Pour elle cependant, la Ville Reine n'est pas Hamilton. Elle explique qu'elle a toujours vu Toronto comme la grande ville voisine et que finalement, elle la connaît sans la connaître . Aujourd'hui, elle perçoit la capitale de l'Ontario avec un mélange de familiarité et d'étrangeté .
À la manière de la dualité avec laquelle elle perçoit la métropole, Kapwani Kiwanga manie l'oxymore dans son œuvre : elle s'intéresse à la nature et aux sites industriels, aux endroits d'où la végétation semblait avoir été chassée et où elle reprend ses droits… À travers l'exposition Remediation , elle a voulu souligner une tension entre le monde, la société devenue toxique et une volonté d'aller vers un futur où on trouve de nouvelles façons d'être en relation avec le naturel .
À travers son travail, les formes sont si multiples qu'il est difficile de définir une esthétique. La convergence est avant tout thématique, portée par l'écologie. Elle y évoque les terrariums qui visaient à créer des environnements pour conserver des plantes dans le Londres préindustriel, mais aussi la chlordécone qui pollue les sols de la Martinique. Ainsi, lorsqu'on visite l'exposition accueillie au MOCA on peut voir quelques vivariums gonflables, des plantes qui filtrent la qualité de l'air ou encore différentes sculptures de matériaux et de lumière, sans oublier une longue vidéo. Il apparaît un respect évident de la nature. Les plantes, par exemple, ne sont pas exploitées, mais soignées dans cet environnement pour qu'elle puisse bien faire leur travail , souligne l'artiste.
La nécessité de la réflexion pour apprécier son travail s'explique en partie par le parcours personnel de Kapwani Kiwanga. Avant d'occuper les espaces d'exposition, elle était habituée des bancs dans les salles des universités. La plasticienne ayant étudié aux Beaux-Arts de Paris s'est d'abord intéressée à l'anthropologie et la religion comparée. Elle s'est aussi vue produire des documentaires, mais elle se sentait trop limitée par le format. Néanmoins, les artistes, les réalisateurs et les universitaires n'ont-ils pas en commun la mission d'expliquer le monde ? Ils empruntent seulement des chemins différents. Ainsi, elle analyse ses carrières successives comme ayant en commun la question des asymétries de pouvoir qui courent dans le monde puisque la créatrice s'échine à comprendre et à souligner les déséquilibres de pouvoir dans certaines sociétés . Mais, selon elle, la voix de l'artiste a plus de chance d'être entendue que celle des milieux académiques.

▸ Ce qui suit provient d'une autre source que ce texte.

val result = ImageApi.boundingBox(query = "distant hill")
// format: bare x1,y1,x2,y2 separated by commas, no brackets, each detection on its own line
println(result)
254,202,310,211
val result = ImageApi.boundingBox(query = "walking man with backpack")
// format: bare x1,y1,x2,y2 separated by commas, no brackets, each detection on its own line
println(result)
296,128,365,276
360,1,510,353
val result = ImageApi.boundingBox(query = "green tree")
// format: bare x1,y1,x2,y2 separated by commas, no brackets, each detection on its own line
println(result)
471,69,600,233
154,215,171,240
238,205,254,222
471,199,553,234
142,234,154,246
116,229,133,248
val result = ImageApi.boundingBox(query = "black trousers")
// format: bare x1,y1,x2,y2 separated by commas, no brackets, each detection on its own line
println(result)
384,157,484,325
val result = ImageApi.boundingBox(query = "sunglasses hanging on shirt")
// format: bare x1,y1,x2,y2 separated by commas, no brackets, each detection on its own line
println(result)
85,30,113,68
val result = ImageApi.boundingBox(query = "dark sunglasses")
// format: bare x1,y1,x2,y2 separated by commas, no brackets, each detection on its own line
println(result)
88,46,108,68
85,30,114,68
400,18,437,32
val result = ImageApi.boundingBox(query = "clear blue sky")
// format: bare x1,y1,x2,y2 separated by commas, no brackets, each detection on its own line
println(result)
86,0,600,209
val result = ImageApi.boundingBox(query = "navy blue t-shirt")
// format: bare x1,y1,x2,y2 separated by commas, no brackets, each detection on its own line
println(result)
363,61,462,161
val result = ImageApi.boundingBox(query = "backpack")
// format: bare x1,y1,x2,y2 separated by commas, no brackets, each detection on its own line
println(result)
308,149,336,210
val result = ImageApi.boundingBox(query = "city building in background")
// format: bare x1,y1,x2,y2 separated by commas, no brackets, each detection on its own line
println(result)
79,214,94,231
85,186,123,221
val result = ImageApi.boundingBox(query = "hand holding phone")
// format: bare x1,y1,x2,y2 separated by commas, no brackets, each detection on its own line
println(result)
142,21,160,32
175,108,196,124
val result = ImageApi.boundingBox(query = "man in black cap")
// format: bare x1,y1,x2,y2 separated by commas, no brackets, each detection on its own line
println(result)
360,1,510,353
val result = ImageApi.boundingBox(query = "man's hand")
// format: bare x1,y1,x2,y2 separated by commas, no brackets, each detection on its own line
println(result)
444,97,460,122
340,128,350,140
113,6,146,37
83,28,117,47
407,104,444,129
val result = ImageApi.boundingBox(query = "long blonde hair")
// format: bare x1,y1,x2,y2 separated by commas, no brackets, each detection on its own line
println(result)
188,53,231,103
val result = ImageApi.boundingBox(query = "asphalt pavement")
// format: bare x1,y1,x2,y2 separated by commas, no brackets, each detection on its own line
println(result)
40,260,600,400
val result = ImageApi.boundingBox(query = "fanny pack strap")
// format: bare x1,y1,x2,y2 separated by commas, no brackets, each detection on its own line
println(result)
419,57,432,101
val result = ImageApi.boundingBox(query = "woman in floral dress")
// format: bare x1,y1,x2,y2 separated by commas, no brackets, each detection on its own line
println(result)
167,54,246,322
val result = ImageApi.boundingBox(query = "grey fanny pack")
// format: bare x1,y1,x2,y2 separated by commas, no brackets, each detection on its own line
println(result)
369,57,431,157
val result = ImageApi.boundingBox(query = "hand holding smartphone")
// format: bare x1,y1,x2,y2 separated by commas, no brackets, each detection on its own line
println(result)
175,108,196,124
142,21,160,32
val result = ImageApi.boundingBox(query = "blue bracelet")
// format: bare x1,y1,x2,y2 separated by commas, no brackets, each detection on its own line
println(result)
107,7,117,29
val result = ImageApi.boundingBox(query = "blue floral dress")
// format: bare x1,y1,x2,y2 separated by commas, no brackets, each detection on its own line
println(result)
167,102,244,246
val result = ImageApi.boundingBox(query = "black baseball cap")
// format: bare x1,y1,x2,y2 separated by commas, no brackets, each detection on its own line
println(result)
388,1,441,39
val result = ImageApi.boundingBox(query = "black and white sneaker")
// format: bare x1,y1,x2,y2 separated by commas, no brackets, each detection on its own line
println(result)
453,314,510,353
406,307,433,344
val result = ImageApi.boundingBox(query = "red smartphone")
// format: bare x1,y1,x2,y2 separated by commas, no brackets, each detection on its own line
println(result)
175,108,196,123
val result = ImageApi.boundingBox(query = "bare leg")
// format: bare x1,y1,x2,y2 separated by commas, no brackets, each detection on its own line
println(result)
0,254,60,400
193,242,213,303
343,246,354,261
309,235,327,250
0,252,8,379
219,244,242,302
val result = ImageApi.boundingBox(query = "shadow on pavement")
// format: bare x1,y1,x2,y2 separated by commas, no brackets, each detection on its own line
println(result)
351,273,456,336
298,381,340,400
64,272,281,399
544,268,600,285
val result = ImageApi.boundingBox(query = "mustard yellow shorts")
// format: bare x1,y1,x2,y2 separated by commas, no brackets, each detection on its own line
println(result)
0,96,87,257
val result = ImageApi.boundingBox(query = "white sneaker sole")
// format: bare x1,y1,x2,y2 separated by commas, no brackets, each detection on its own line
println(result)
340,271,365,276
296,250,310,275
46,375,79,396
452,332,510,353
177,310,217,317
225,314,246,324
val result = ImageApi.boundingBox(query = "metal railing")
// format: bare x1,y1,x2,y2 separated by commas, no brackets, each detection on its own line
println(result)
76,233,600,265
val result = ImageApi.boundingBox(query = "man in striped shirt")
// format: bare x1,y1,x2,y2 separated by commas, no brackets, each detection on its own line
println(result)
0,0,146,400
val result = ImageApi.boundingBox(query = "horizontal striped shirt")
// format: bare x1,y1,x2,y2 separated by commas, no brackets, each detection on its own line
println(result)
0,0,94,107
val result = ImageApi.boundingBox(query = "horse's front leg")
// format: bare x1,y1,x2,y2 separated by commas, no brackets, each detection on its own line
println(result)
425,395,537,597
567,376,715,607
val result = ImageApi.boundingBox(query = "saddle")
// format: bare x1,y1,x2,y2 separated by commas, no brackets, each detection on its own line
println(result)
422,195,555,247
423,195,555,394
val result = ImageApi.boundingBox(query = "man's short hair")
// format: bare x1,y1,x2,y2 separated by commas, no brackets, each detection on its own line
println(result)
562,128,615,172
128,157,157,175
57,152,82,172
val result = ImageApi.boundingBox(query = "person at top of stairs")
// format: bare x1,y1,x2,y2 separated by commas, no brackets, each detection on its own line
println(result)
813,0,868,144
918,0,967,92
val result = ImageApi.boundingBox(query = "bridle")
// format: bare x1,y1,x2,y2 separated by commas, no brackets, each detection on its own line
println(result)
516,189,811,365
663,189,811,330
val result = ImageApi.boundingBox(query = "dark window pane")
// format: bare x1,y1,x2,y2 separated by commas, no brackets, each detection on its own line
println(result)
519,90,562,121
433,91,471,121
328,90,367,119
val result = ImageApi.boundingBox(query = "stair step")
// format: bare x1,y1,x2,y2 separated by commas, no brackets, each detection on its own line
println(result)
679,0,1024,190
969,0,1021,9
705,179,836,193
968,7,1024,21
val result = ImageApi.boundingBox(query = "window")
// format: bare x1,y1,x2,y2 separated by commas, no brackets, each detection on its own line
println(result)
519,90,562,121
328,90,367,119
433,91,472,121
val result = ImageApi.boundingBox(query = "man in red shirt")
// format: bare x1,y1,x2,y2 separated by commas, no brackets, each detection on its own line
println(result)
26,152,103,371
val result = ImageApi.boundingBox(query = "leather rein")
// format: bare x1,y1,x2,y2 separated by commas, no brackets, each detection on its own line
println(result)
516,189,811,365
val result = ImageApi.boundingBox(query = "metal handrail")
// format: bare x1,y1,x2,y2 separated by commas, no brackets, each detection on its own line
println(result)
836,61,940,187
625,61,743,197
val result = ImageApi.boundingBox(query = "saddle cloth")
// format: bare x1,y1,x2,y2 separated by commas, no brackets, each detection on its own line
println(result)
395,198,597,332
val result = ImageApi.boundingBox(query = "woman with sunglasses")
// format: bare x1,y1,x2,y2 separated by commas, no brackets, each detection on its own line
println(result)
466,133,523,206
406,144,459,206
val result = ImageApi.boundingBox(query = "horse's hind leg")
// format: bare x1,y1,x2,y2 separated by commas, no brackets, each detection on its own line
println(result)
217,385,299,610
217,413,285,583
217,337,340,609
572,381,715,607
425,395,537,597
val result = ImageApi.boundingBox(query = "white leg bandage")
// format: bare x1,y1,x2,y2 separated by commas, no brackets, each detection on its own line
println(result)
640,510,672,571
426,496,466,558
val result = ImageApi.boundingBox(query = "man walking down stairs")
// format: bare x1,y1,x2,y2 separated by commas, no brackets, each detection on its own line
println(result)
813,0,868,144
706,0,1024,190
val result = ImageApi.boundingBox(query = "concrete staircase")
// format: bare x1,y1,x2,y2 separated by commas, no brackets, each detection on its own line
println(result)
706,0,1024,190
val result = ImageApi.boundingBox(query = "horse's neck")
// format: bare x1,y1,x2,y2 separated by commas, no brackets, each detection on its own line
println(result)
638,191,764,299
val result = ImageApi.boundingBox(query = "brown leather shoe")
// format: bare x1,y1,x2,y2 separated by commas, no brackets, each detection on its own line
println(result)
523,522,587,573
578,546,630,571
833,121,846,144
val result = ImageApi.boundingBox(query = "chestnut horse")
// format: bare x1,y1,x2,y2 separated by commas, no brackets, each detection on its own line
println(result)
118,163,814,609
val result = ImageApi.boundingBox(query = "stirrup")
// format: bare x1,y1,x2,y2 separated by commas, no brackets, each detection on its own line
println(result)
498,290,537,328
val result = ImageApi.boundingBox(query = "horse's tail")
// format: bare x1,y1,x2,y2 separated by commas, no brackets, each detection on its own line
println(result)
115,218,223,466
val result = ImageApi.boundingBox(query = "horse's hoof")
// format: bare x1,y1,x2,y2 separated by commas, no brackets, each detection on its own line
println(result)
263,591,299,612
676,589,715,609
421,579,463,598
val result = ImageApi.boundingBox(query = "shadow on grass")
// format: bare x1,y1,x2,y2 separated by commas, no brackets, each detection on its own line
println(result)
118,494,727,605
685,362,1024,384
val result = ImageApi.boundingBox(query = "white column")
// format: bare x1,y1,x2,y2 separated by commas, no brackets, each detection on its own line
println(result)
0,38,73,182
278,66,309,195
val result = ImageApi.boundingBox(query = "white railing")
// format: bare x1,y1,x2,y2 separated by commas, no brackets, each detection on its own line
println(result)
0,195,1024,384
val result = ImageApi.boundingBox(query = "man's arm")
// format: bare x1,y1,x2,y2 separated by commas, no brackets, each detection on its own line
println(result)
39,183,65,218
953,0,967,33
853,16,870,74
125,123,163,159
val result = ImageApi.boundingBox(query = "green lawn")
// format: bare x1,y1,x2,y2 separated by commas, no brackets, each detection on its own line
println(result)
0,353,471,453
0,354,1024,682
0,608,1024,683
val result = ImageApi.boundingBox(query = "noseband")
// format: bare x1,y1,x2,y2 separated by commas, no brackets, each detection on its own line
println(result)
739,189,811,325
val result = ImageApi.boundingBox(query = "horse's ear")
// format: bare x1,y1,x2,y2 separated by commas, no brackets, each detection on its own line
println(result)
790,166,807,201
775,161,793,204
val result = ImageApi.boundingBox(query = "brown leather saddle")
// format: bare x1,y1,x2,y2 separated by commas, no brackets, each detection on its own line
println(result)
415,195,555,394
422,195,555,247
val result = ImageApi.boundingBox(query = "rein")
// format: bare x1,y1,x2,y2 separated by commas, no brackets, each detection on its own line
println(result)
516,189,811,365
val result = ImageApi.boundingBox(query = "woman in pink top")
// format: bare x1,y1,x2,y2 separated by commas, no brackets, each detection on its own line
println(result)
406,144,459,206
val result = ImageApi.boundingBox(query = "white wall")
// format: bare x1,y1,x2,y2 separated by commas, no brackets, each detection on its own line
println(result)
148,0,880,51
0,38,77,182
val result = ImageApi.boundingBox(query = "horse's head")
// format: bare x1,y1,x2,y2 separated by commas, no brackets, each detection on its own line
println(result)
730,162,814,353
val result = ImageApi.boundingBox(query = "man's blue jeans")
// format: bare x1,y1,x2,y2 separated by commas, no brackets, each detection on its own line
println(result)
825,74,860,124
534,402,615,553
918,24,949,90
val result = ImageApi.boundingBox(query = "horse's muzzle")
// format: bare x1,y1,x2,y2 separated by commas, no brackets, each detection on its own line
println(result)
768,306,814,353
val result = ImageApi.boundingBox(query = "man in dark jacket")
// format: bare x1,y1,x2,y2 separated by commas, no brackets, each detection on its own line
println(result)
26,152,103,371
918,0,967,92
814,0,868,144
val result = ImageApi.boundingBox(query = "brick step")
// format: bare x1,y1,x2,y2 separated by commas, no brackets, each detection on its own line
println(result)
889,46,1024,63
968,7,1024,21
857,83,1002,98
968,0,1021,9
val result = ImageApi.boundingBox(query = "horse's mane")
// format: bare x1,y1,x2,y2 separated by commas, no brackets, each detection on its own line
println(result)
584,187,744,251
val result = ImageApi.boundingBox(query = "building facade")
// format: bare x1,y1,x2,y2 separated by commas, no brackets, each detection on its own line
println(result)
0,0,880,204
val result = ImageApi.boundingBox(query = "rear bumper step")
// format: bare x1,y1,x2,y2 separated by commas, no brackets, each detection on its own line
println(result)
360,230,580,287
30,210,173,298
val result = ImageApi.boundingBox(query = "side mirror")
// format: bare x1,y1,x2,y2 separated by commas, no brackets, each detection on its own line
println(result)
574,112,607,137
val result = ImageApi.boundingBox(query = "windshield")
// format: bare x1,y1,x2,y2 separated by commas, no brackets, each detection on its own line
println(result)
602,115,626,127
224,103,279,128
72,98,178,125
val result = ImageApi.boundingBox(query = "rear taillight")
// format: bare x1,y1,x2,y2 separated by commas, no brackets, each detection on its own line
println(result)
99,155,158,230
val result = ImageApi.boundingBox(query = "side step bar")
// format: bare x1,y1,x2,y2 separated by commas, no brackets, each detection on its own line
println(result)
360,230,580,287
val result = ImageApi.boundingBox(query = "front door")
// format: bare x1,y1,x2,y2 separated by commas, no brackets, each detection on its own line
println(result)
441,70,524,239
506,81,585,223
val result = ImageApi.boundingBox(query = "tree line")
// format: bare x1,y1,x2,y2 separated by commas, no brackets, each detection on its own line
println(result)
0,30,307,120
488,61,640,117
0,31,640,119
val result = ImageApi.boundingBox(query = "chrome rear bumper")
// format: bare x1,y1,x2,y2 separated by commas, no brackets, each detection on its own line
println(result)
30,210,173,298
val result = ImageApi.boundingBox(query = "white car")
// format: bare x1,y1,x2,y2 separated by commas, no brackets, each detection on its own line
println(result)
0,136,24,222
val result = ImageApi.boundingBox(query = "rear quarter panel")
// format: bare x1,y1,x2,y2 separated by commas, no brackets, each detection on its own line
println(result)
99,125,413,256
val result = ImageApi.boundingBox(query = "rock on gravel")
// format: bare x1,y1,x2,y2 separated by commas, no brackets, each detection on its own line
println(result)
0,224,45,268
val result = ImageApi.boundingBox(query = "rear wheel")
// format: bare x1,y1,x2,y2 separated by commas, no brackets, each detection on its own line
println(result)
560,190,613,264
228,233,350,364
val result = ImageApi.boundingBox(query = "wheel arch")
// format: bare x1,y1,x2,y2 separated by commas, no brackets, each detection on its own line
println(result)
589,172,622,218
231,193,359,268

L'exposition de Toronto ouvre une large fenêtre sur l'art de Kawpani Kiwanga. Son point de vue singulier sur le monde reflètera aussi celui du Canada à Venise. Une histoire qui reste encore à écrire, puisque l'artiste ne sait pas encore ce qu'elle présentera lors de la Biennale d'art contemporain l'an prochain. On peut cependant gager que l'ébauche se trouve en ce moment dans les salles du Musée d'art Contemporain de Toronto.